If the version is less than 1.2, you can update it by following the instructions on their documentation.

Install the source code

First, clone the Github repository:

git clone https://github.com/PhilaController/five-year-plan-analysis.git
and change to the new folder:

cd five-year-plan-analysis

Then use poetry to install the dependencies:

poetry install

This will create a new Python environment where all of the code's dependencies are installed. If this finishes successfully,

poetry run fyp-analysis-run --help

This should output the help message for the main analysis command.

Note

The command name (fyp-analysis-run) must be prefixed with poetry run. This ensures that poetry will run the command from within the installed environment, so that the necessary dependencies are available when the code runs.

Set up your API credentials

To download economic indicator data, you will need credentials to connect to the API services of various sources.
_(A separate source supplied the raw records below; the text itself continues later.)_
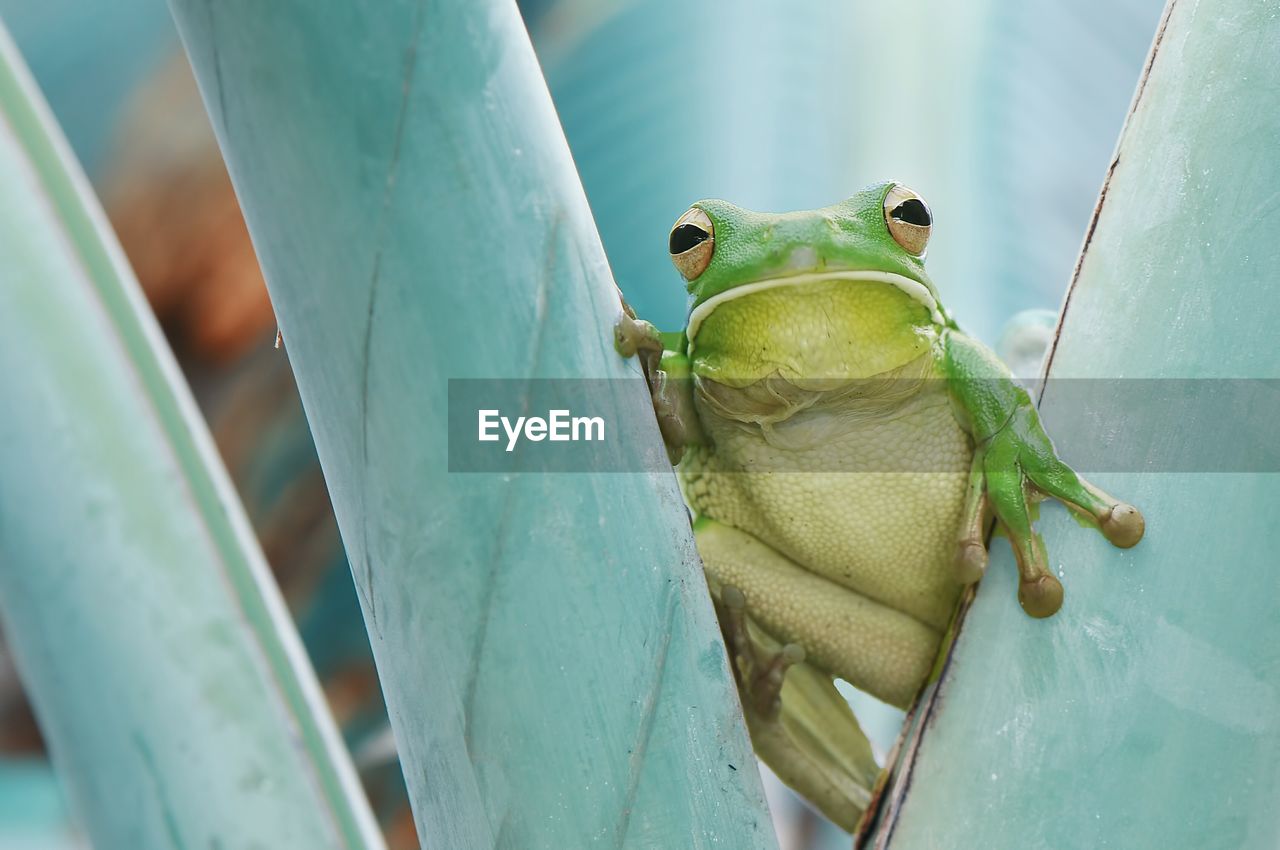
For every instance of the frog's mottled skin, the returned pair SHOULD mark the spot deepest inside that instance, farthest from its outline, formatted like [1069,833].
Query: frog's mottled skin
[844,447]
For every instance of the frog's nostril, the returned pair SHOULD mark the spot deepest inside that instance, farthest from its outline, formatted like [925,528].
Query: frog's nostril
[803,257]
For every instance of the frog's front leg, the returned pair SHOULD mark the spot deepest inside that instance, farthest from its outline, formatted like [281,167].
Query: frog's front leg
[666,369]
[1014,464]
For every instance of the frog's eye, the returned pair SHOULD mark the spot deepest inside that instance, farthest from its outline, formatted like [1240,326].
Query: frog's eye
[691,242]
[909,219]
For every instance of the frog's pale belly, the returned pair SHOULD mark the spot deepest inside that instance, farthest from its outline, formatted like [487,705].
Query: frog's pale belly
[886,529]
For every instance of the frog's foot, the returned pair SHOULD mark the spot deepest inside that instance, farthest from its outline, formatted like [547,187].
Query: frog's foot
[800,725]
[634,336]
[1015,467]
[759,671]
[666,373]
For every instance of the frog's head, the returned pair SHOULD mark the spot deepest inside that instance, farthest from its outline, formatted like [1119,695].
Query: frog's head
[832,292]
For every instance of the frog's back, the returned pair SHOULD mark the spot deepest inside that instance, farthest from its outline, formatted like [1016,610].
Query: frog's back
[862,483]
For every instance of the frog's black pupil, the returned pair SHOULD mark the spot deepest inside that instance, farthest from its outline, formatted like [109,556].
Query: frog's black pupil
[913,211]
[686,236]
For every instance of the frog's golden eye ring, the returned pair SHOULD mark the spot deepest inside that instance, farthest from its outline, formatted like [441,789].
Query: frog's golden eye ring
[691,242]
[909,219]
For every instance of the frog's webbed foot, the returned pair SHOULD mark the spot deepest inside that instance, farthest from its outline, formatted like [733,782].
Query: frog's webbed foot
[758,670]
[1011,470]
[671,393]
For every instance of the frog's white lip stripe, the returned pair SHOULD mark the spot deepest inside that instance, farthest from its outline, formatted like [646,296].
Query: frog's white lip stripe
[914,288]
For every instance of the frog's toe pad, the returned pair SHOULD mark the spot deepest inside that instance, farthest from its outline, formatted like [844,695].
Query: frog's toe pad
[1123,525]
[1041,597]
[970,561]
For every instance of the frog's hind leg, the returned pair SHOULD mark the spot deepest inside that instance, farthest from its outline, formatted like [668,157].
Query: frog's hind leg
[800,725]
These credentials are stored on the FPD Sharepoint site in the following file:

Documents/Five Year Plan/Analysis/Indicator API Credentials.docx

Create a local file in the conf/local/ folder called credentials.yml and copy the contents of the sharepoint file into this file. This will allow the data processing pipeline to automatically download the necessary economic indicators.

Getting the latest code changes

You can pull in the latest changes from Github using the git command:

git pull origin main

If you have any local changes, this command could raise merge conflicts that you will have to resolve manually. You check for local changes via:

git status

If you want to save your local changes, but get a clean git status, you can "stash" them:

git stash

If you "stash" your changes before running git pull origin main you will avoid any merge conflicts when syncing the code.